The outrage of the media and political stakeholders who found themselves on the list was understandably very vocal. After all, a politician being categorised as an “enemy” of a controversial company is likely to go down well with the general public. And there’s no better evidence of a journalist’s independence than being on the watch list of a global corporation. While some of the negative reaction is fully justified – there is never a good reason to collect personal addresses on a stakeholder list -claims that this sort of list endangers the democratic process are unfounded.
This post doesn’t aim to defend Monsanto, or their public affairs consultancy. There is too little information confirmed to judge the illegitimacy of this stakeholder list and wider influence strategy. On the contrary, I want to make some observations on the danger of over-reaction and the detrimental effects it might have on an industry that contributes positively to the democratic processes.
Putting the drama to one side, this “scandal” raises questions about the way public relations and public affairs professionals conduct themselves. It would appear that some people think companies should not analyse their landscape and look to influence the environment in which they operate. However, representing the interests of concerned stakeholders is a legal right in most systems. Knowing who has a legitimate interest in an issue, and what they think in relation to that issue, are both fundamental aspects of running an organization.

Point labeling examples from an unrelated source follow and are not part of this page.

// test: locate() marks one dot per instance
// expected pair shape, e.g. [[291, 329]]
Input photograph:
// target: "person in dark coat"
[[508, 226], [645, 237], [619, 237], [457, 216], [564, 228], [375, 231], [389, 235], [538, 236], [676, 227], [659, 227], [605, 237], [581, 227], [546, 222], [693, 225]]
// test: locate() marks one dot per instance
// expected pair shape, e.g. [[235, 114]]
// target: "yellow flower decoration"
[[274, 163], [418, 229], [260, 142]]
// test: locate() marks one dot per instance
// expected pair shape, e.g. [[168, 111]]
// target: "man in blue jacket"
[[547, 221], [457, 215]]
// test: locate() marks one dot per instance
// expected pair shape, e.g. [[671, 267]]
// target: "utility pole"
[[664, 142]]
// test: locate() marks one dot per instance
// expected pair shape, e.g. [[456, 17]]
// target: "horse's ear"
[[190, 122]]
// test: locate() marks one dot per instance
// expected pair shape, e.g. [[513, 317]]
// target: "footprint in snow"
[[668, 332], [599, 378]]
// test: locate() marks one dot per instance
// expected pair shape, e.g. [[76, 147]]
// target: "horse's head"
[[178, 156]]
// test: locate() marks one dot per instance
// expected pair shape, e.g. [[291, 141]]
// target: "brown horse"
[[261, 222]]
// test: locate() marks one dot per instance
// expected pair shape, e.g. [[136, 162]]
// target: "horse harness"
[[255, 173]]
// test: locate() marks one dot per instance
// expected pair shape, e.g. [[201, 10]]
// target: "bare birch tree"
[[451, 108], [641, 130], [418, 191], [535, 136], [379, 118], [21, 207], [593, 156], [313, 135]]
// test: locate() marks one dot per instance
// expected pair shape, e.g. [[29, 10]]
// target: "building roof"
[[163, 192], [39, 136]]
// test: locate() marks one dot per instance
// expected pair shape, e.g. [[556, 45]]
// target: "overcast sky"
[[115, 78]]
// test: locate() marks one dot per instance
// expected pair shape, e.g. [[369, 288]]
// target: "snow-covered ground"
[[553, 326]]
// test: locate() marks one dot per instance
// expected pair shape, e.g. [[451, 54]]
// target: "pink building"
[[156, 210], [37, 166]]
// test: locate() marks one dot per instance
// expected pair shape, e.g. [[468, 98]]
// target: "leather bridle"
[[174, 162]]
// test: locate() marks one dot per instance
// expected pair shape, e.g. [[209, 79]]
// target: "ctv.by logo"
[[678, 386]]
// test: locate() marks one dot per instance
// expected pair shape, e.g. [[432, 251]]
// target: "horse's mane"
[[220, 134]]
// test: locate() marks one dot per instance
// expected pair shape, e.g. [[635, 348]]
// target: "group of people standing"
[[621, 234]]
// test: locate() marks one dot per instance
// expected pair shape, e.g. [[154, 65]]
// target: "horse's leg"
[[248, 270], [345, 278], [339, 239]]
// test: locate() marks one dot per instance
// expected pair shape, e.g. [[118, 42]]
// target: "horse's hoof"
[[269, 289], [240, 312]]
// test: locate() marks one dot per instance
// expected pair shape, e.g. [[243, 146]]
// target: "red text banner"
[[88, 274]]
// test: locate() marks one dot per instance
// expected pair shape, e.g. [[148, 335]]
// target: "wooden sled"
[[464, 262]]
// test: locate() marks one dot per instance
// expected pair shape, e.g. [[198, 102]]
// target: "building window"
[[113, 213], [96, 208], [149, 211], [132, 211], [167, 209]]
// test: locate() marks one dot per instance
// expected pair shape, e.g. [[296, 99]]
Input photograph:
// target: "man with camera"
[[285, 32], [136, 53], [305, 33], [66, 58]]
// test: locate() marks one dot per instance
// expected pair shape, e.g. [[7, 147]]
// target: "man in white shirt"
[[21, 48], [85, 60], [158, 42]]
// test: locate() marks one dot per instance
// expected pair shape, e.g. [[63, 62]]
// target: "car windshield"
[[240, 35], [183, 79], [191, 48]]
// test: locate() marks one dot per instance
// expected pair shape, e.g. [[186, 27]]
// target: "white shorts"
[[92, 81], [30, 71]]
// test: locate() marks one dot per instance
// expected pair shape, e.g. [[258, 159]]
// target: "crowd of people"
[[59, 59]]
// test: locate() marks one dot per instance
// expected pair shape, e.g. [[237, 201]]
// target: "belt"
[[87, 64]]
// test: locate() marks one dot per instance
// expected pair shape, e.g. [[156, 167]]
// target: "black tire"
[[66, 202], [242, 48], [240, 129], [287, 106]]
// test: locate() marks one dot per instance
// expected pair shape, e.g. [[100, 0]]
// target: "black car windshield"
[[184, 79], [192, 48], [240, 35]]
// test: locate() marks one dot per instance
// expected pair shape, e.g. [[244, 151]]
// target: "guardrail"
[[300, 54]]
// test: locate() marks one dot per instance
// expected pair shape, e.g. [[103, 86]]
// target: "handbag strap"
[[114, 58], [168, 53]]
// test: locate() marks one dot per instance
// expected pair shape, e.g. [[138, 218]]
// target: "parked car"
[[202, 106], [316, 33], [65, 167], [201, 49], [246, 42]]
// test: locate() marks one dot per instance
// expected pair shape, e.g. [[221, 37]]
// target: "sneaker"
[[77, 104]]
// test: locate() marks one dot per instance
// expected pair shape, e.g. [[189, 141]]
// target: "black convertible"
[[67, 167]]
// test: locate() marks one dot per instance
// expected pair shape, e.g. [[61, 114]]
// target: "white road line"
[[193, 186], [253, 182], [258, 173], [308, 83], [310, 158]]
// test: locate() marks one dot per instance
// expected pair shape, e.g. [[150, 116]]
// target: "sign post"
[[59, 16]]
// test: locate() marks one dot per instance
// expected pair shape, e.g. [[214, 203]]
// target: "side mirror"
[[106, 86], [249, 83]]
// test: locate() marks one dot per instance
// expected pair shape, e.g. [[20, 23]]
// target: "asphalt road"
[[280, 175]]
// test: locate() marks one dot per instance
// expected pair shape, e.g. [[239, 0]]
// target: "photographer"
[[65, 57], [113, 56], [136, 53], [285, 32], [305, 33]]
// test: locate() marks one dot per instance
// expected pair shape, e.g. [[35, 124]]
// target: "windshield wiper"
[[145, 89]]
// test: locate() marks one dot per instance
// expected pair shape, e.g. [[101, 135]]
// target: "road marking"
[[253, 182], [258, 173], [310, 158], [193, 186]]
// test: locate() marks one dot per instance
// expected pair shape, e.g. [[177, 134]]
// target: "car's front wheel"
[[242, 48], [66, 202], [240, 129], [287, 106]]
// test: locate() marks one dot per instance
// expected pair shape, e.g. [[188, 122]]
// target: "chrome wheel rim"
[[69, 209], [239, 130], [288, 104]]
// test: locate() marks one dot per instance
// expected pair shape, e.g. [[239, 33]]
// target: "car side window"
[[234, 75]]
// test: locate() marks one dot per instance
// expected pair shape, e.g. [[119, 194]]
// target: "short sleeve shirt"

Companies and organisations must have the right to present their argument around issues that could impact their operations. We shouldn’t forget that lobbying is used by both companies and non-profit organizations. In most contexts, direct stakeholder engagement is regulated and increasingly transparent; the EU Transparency Register is a good example. Mapping stakeholders who publicly voice their concerns about an issue, or impact policy making, is part of the exercise for those who are set to be influenced – positively or negatively – by that issue.
The danger of over-regulating the public affairs industry is that it would limit the opportunities interested actors have to present their positions to those who make decisions. Without lobbying, the legislative process would actually become less democratic and more obscure, with decisions taken without expert consultation. Trivially speaking, “good guys” would have their hands tied while “bad guys” circumvent the regulations and potentially exercise illegal influence.
Advocacy and lobbying need to remain an important part of the democratic process for policymaking. That said, advocacy professionals need to guarantee transparency in their activities, while fully complying with the relevant laws and stakeholder expectations. Common sense should prevail when it comes to discussions around lobbying. Too often, they are over-fraught with emotions.